You are also a musician. Do your writing and music influence each other, or do you keep them separate in your creative life?

They're separate for me. I do notice that when I'm feeling really inspired to write, I'm also really inspired to compose or practice, which makes me think that whatever weird thing makes one want to do these things is the same for both. But I can't think about both at once. So, once I start working on writing, I can't really think about music at all.

What is something most people don’t know about you?

I tripped over a fire-hydrant when I was twelve and broke two fingers in my right hand. This was right before a piano competition, so it was basically the end of the world for me.

Stefan Bachmann is a music student and author living in a very old house in Switzerland. His debut, THE PECULIAR, was published by HarperCollins, and was a New York Times Editor's Choice as well as a Publishers Weekly Best Book of 2012. Its companion, THE WHATNOT, was released September 2013. He's also the author of a collection of scary short stories together with authors Emma Trevayne, Catherine Catmull and Claire Legrand called THE CABINET OF CURIOSITIES: 36 TALES BRIEF AND SINISTER. He should be hard at work on his next book, but is probably procrastinating on Twitter.  

You can find him on his website or Twitter (@Stefan_Bachmann).


  1. I'm just discovering steampunk so I'm looking forward to reading The Peculiar and The Whatnot! Can't wait to read The Cabinet of Curiosities too. I like your point about revising for the reader, not the writer, making sure the story doesn't slow down for the reader. Great point!

  2. Thank you for sharing your journey! Looking forward to reading your work! :)

  3. Love the way Stefan is always pushing himself to learn and grow - one of my favorite parts of writing! Looking forward to seeing where his muse takes him.

  4. I love hearing the connection between music and writing!

  5. Thanks for the giveaway! Looks like an awesome book.

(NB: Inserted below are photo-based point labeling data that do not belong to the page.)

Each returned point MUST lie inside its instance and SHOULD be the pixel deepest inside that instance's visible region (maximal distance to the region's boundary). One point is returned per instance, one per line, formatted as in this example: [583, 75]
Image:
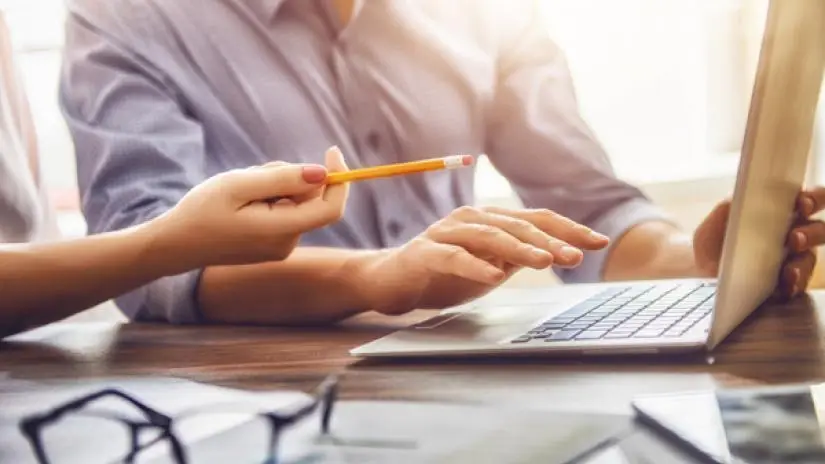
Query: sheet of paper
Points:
[407, 432]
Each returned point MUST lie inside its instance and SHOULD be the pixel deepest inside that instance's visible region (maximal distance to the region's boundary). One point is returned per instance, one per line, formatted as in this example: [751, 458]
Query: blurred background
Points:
[665, 84]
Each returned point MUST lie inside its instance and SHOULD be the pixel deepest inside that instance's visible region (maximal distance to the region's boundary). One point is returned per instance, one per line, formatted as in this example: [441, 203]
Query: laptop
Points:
[668, 315]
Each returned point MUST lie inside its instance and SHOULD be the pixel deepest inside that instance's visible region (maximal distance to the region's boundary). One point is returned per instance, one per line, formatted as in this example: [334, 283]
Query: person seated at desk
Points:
[158, 98]
[228, 219]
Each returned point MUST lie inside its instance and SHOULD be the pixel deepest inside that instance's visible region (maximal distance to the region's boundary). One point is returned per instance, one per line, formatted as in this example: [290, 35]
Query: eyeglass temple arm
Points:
[154, 416]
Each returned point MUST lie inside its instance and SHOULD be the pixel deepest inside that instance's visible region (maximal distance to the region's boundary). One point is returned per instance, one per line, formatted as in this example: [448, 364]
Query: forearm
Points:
[43, 283]
[313, 285]
[651, 250]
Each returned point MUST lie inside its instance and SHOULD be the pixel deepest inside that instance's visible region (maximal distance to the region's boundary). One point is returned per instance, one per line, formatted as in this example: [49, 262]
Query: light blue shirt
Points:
[161, 94]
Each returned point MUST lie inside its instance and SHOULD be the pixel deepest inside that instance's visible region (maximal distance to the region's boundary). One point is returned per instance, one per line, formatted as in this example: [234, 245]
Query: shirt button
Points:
[394, 228]
[374, 141]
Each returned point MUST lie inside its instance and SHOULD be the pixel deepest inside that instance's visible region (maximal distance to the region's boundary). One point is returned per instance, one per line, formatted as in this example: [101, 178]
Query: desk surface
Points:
[777, 344]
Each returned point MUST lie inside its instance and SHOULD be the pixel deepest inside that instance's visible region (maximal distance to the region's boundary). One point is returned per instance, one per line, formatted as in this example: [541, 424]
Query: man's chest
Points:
[394, 85]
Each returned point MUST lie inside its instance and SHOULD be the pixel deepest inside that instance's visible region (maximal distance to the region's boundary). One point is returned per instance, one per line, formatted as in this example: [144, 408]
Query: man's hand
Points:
[804, 237]
[472, 251]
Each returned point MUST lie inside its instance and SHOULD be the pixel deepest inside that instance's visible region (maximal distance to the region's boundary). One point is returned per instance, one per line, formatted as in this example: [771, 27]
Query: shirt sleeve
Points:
[20, 211]
[540, 143]
[137, 152]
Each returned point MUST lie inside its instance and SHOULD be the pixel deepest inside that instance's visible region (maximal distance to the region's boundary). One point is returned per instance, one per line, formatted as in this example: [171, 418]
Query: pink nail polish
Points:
[314, 174]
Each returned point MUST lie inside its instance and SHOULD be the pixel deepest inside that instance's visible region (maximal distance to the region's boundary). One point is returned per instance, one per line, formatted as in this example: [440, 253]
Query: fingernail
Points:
[495, 273]
[807, 206]
[568, 252]
[597, 236]
[801, 239]
[314, 174]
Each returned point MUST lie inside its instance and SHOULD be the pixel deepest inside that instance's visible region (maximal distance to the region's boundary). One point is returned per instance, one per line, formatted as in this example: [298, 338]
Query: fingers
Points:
[525, 234]
[811, 201]
[797, 273]
[558, 226]
[807, 236]
[454, 260]
[279, 181]
[335, 163]
[325, 209]
[487, 240]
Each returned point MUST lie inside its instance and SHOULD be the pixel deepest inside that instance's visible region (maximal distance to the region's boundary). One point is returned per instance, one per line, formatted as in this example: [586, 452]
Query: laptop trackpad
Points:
[492, 322]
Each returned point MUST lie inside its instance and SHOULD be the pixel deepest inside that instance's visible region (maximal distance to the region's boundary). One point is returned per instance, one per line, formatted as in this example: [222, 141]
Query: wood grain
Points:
[779, 344]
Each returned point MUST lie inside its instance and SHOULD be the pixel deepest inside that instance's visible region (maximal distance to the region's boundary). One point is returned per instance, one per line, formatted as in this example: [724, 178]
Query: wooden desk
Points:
[778, 344]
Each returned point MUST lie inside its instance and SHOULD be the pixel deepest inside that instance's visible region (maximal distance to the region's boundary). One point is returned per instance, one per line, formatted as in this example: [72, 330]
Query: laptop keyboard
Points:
[634, 311]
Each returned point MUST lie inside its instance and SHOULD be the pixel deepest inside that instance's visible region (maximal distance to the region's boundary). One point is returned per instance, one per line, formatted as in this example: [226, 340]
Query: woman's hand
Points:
[253, 215]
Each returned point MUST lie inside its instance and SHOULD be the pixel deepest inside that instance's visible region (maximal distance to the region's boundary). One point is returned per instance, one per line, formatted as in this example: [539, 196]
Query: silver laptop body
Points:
[668, 315]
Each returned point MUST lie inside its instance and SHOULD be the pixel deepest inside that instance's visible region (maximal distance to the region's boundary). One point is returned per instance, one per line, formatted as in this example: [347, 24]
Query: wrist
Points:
[164, 249]
[652, 250]
[368, 274]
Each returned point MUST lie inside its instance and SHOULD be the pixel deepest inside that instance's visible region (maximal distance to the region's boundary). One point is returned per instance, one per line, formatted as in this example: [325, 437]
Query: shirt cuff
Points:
[615, 223]
[170, 299]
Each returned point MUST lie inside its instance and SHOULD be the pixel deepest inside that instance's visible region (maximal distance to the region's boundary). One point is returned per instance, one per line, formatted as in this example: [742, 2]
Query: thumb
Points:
[288, 180]
[709, 238]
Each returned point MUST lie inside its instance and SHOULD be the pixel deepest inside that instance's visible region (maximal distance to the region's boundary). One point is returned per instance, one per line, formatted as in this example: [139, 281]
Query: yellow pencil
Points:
[377, 172]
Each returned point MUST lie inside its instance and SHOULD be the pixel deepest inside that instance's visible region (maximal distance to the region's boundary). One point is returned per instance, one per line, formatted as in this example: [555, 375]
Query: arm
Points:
[138, 153]
[540, 142]
[46, 283]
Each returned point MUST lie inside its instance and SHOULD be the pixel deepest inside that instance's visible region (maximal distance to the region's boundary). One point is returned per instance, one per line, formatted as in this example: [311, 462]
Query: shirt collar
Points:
[272, 7]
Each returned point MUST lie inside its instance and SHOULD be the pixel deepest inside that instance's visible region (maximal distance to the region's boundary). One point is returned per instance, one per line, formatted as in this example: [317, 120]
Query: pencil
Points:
[377, 172]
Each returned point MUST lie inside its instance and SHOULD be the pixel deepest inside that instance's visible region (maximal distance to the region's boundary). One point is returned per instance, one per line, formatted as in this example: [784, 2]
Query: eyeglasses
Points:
[148, 427]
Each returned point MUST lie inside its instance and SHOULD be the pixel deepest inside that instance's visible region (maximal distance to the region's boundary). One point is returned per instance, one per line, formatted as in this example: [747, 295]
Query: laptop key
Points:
[562, 335]
[615, 335]
[591, 335]
[648, 333]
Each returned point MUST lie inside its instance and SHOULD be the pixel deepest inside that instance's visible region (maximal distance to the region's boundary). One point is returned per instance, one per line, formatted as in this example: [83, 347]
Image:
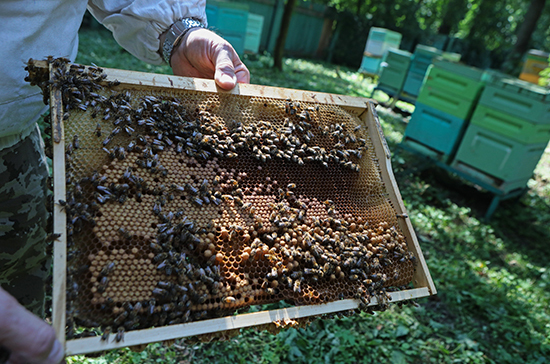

  6. Ooh, what fun! I've been wanting to read The Peculiar for ages, so I was very happy to stumble across this interview and giveaway. It's also interesting to read a little bit about Stefan's writing process--as a writer myself, I always enjoy hearing about how other people write, so this was great fun to read! Thanks so much for the great post and awesome giveaway. :)

  7. Thanks for sharing about your writer's journey! Fan of steampunk and look forward to reading your novels :D

  8. Stefan and Christopher Paolini were rather inspirational for my older son (who is now 18) when he was younger because he, too, loved to write (though his career goals are academic and not writerly). I'll have to direct him to this interview. :) The Peculiar is a book I've had on my to-read list since it came out; I feel better prepared to read it, though, now that I've devoured some of Jeff VanderMeer books on steampunk.

    Thanks for the giveaway!

  9. This sounds like a great—literary—introduction to steampunk! I bet my kid brother, and in a year or two my sons, would enjoy it immensely. In the meantime, I want to read it with my husband! We love the movies mentioned.

  10. Sounds like a great book! I'll read it a few times and then put it in my Little Free Library.